An ELISA method has recently been described for detecting the toxins A and B in the food through monoclonal antibodies.
VII – TREATMENT:
A – Prophylactic treatment:
II relates to food.
– Food for canning should be washed thoroughly to rid the earth (fruits, vegetables …)
– The animals used in the preparation of ham for example, should be fasted and rest at least 24 hours before slaughter;
– Fish for consumption or canning must be gutted.
– Sterilization should be sufficient for canning (120 ° C in an autoclave)
– Salting, the use of acetic acid, ascorbic acid and Na nitrite can avoid anaerobic
– Packaging cellophane favor anaerobic
– Freezing does not destroy the toxin, but prevents its formation.
– Avoid suspect food (butyric odor, rancid) meat with suspicious aspect, boxes bulging cans, or pressure at the opening (jet),
– Cooking destroys most toxins, which can not justify the ingestion of a single heated suspect food.
B – Curative treatment:
1. It is symptomatic:
Hospitalization in an intensive care unit, to prevent respiratory arrest (tracheal intubation, assisted respiration), and infections from mucosal impaired by the absence of secretions (disinfection).
2. The specific treatment or resting on physiopathoîogiques bases are more questionable effectiveness:
– The versatile specific serum therapy before serotyping of the toxin and monovalent, has a neutralizing effect on the circulating toxin (in the absence of treatment, serum toxin can persist for several weeks), but it does not mobilize the toxin attached to the centers nervous.
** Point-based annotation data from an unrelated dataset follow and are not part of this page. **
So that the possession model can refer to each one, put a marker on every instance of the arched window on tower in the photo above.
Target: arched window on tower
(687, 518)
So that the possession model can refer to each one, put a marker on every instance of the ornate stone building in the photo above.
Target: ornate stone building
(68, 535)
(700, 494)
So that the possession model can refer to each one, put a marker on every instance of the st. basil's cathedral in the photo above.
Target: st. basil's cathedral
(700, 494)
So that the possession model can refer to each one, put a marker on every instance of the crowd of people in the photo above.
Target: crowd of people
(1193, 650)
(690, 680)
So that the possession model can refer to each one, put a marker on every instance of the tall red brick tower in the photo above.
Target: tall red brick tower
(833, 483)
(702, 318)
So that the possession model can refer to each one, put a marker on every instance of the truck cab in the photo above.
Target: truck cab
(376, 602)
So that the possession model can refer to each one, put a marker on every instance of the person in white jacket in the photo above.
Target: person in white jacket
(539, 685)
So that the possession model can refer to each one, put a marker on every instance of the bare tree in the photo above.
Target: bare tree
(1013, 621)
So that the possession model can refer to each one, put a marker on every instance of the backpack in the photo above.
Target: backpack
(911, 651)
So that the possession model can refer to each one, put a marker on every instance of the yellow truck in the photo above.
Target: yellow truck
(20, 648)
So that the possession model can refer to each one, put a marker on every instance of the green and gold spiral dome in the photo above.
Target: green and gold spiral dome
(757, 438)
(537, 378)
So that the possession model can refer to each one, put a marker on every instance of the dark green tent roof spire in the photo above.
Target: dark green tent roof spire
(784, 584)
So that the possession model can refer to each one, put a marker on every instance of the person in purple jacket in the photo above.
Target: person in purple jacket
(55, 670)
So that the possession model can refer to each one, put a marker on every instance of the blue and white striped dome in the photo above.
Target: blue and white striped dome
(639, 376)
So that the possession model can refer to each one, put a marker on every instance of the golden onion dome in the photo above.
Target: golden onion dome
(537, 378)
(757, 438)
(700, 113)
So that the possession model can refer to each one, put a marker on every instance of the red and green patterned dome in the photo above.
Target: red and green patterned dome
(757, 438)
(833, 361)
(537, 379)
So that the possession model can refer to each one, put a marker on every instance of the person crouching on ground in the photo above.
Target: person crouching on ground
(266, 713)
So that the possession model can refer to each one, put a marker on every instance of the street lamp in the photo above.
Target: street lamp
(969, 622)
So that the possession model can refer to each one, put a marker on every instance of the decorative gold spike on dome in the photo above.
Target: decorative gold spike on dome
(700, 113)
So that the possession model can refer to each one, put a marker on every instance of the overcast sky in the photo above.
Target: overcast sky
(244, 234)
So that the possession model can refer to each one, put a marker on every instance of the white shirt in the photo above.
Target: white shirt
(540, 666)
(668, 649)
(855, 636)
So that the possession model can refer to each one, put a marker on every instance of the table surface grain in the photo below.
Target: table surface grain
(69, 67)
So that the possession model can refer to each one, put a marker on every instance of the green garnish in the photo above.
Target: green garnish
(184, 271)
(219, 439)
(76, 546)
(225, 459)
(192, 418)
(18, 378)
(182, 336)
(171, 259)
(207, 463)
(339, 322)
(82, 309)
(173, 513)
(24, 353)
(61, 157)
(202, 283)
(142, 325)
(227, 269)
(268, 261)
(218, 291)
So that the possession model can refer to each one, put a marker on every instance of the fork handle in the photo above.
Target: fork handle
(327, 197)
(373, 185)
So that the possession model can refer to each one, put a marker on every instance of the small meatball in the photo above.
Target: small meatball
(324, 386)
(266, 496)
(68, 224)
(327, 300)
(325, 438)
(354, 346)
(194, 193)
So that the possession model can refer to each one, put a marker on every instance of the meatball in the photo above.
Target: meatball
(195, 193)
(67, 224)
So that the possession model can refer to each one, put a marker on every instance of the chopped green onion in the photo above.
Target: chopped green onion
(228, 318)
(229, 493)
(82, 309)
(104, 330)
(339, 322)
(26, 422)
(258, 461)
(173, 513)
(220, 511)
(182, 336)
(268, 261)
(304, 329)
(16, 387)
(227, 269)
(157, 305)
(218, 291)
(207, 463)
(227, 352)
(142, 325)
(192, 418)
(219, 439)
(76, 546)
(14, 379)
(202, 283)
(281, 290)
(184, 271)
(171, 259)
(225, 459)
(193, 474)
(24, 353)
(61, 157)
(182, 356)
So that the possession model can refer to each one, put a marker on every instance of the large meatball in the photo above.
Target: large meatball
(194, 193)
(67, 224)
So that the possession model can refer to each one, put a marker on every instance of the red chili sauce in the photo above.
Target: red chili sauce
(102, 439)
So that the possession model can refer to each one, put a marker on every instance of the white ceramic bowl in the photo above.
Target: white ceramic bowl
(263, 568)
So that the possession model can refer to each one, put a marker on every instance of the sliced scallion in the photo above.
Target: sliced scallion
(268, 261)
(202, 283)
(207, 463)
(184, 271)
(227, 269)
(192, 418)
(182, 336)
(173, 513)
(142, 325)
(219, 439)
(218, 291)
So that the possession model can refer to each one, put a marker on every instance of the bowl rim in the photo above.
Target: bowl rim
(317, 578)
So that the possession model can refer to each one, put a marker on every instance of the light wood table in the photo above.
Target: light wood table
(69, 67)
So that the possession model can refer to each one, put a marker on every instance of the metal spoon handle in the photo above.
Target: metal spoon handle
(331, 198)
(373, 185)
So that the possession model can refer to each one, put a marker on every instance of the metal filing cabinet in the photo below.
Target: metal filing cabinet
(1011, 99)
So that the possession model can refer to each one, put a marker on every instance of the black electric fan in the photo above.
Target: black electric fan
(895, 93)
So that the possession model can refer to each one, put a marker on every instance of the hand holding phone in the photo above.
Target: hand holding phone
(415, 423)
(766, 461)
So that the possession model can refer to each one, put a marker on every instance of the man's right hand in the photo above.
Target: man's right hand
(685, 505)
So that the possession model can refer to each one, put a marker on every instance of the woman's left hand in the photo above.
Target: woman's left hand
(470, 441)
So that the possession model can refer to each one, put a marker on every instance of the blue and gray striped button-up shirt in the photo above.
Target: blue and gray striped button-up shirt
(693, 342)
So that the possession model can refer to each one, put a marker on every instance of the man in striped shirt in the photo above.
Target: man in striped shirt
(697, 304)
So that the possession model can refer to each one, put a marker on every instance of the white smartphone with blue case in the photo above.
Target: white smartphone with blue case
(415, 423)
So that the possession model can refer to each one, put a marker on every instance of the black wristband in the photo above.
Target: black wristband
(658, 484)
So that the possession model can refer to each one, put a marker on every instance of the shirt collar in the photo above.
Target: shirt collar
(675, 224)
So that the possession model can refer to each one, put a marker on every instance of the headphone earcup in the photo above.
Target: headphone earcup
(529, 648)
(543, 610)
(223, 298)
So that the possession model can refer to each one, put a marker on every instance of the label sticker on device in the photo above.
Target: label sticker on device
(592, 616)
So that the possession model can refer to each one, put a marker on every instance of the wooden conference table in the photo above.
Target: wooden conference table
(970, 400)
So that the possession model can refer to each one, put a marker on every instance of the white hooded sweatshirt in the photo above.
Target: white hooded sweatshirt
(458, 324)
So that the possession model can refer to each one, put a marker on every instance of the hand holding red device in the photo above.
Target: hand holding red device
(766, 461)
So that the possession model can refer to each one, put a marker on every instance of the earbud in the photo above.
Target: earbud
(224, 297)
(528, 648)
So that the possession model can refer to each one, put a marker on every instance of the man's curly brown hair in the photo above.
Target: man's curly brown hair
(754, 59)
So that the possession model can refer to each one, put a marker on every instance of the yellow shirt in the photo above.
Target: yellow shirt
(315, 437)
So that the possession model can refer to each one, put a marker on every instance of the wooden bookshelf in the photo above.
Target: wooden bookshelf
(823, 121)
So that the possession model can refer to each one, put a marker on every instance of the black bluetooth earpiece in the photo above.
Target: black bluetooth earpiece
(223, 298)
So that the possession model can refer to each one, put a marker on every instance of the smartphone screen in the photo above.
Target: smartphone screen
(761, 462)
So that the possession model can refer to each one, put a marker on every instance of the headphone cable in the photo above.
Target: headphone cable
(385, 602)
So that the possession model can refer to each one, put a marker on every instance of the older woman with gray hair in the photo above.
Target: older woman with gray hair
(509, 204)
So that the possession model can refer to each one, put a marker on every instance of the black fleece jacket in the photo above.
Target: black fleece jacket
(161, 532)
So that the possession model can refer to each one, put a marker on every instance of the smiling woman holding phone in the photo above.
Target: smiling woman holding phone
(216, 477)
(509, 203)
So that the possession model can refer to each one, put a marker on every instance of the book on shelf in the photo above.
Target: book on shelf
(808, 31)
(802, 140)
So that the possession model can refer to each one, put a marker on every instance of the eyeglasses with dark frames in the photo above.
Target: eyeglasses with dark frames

It should also avoid serum sickness (corticosteroids)
– The anatoxinothérapie can accommodate because of the prolonged course of the disease.
– Guanidine chloride reduce the neurological manifestations of botulism,
– The monoacetate guanine was also tried.
In fact a consensus seems to be to recognize that these treatments did not significantly influence the evolution of botulism.